Composting has been considered as a way of achieving stabilized substrates from animal manure which can serve as agriculture fertilizer (Gabhane et al., 2012; Ding et al., 2016a). Previous studies suggested that composting is a suitable method of eliminating antibiotics, pathogens and antibiotic resistance genes (ARGs) in manure (Chen et al., 2018; Xie et al., 2016), thereby reducing the dissemination of antibiotics and ARGs into soil environments. However, given the potential benefit of composting, there is still concern about the efficacy of the composting process of chicken manure with regard to reducing or eliminating antimicrobial resistance. The composting technique may not always be sufficient to ensure complete inactivation of pathogens and reduction in ARGs within the entire compost mass (Islam et al., 2004; Ezzariai et al., 2018). Additionally, unlike antibiotics and AGRs, heavy metals are not subject to degradation and/or removal and can become concentrated during the composting process, thus potentially representing a long-term selection pressure (Yang et al., 2017a). The presence of the antibiotics created a selection pressure that accelerated emergence of both ARGs and antibiotic resistant bacteria (ARB) in manure and manure-amended soils (Chen and Zhang, 2013; Wichmann et al., 2014). Notably, an increasing number of studies have highlighted the role of heavy metals in proliferation of antibiotic resistance through co-selection (Baker-Austin et al., 2006), and nutrients have the potential to enhance the effect of selective pressures of ARGs (Berendonk et al., 2015). Moreover, the combined effects of nutrients, heavy metals and microbial communities were observed to drive the distribution of ARGs in mariculture sediments (Zhao et al., 2017a). Thus, additional researches are needed, gathering chemical and microbiological data to better understand the interactions between various environmental factors and ARGs elimination.
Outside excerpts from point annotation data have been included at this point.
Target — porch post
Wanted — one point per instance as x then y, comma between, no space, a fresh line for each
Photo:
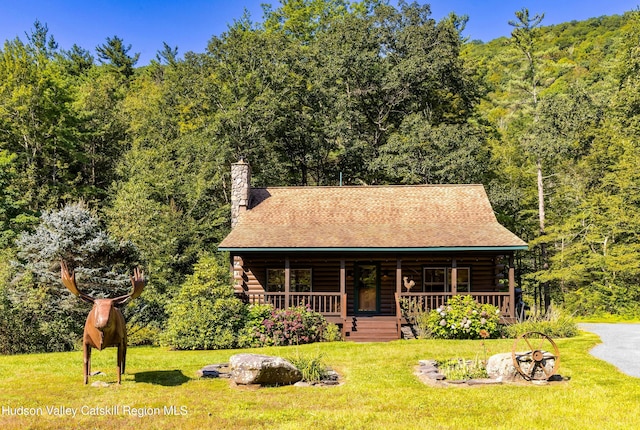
398,293
287,282
454,277
343,296
512,288
398,276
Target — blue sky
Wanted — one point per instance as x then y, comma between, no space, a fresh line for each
189,24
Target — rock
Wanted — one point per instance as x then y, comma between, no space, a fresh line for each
213,371
501,365
263,370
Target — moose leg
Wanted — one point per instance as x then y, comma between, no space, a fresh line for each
87,361
120,361
124,355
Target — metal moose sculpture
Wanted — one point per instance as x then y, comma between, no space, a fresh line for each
105,324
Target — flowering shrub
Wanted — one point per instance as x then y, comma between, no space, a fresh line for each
293,326
463,318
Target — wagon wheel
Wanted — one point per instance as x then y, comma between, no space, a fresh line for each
531,353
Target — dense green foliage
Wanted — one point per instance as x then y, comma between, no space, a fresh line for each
39,314
555,324
326,89
205,314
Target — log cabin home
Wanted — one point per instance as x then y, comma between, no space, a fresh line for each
355,253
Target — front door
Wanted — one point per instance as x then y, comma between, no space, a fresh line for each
367,289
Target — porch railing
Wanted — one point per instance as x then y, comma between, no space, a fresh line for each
428,301
328,304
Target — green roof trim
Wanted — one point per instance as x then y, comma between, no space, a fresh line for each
430,249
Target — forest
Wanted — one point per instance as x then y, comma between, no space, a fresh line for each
110,164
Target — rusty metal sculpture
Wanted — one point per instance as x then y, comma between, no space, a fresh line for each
105,325
535,356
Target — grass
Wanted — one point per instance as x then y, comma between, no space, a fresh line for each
379,390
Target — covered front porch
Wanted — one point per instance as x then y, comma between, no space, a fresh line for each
362,286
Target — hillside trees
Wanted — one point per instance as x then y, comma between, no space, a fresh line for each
597,242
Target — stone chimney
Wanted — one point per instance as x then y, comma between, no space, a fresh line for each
240,189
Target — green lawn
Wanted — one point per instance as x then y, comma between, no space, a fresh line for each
379,390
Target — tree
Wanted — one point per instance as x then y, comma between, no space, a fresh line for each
40,308
115,54
205,314
523,37
38,123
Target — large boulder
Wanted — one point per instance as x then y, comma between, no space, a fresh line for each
501,366
263,370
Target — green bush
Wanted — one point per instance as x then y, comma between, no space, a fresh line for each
294,326
254,329
331,333
555,323
205,314
461,318
462,370
312,368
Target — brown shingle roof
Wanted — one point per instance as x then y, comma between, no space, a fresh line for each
421,216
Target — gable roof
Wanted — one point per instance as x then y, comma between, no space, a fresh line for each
420,217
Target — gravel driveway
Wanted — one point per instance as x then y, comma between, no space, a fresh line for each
620,345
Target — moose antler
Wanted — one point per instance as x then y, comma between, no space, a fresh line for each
69,281
105,325
137,281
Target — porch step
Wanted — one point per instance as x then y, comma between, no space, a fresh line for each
372,329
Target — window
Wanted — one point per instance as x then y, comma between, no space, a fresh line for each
300,280
435,280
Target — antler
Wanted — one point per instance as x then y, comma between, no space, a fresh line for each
69,281
137,281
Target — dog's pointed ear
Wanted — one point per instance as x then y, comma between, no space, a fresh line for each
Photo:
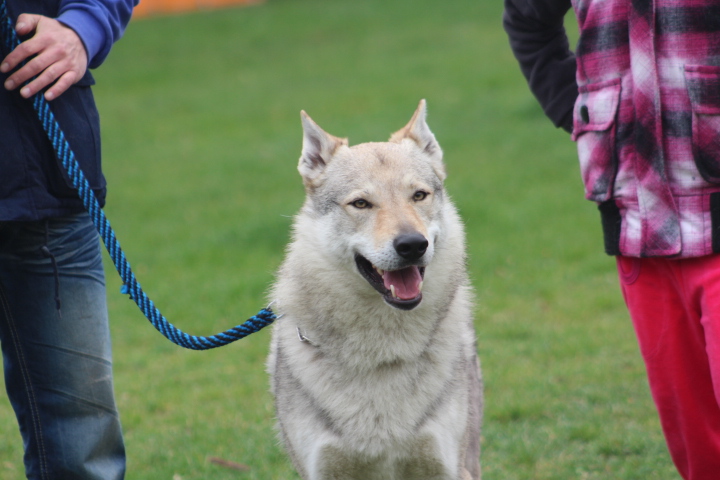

The composting process involves numerous interacting factors including nutrients, moisture, temperature and diverse bacteria (Li et al., 2014), with bacterial succession playing a role in material transformation and maturity during the composting process (Zhong et al., 2018). Bacterial diversity varied at the thermophilic and maturity phase of composting (Wang et al., 2017), and bacterial community composition during composting could be also driven by alterations in the environmental condition (Sun et al., 2012). However, there is still a limited understanding of the associations between bacterial populations and the environment factors of composting process, including nutrients, heavy metals and antibiotic levels and how these factors affect ARG mitigation during chicken manure composting and after fertilization in soil.

Here, bacterial community dynamics and diversity were monitored throughout the composting processes using high-throughput sequencing. The effect of environmental factors on bacterial communities and relative abundances of ARGs was also determined. Our goal was to investigate the interaction among bacterial community, nutrients, heavy metals, antibiotics, and ARGs during the composting process and in soil after fertilization.